Although I feel I have a good marketing plan in place, with continual tweaking etc., I think I goofed by hitting some outlying areas instead of focusing on my core. Although I can buy April being weak in general, my business softness this month indicates to me I needed to focus my mailing on the core folks (have been trying direct mail every two months–but leaning towards monthly). As I looked the numbers over, it appears I’m hitting about 30% retention. And I am figuring my ROE is about 5–so I am happy there, but the ad budget is stretched to 8%, which is probably much higher than the norm. BTW, j_rOkk, I’m gonna use your “create your own sensation” I saw from one of your postcards you e-mailed. And, you are right, the Mon-Weds specials not only confused people, but we would invariably get calls starting Thurs for that special LOL. Now, I’m using one special highlighting FREE delievery and a one-top pizzza–simpler and I think/hope very effective for the rest of the month and May.

Cheers,

Bob
 
We had a similiar discussion to this a couple of years ago in the Think Tank. It was more based upon the 80/20 rule but I’ll rehit what we discussed in the past.

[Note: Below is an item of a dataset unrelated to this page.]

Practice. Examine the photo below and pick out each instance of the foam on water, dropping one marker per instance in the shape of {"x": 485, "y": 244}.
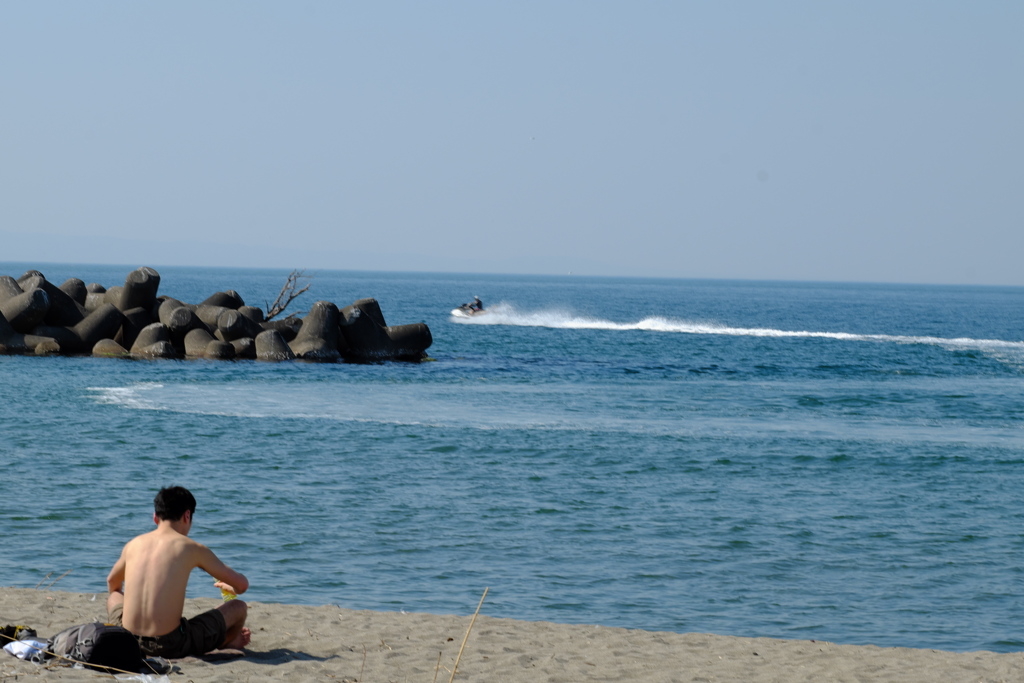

Alot of operators find that 80% of their sales come from 20% of their customers. You can give or take a few percentage based upon marketing efforts and non-marketing efforts but as a general rule. 80% of your business comes from 20% of your customers.

So let’s say you have 3000 customers in your database. You will find that 20% of those customers order pretty regularly and generate 80% of your busines. So you would have 600 customers ordering on a regular basis. If you want 1200 ordering, pick your database up to 6000 addresses and this could likely be the case.

Then through direct mail, hopefully you can have those 1200 customers ordering 2-3 times per month, and you’ll have pretty decent sales. Especially with a higher ticket average.

Out of curiosity, everyone reading this post. Please post your percentage numbers of actual ordering customers vs non-ordering customers in your database. Define Ordering customers as those who have ordered within 30 days. Non-Ordering Customers… those who have not ordered in over 30 days.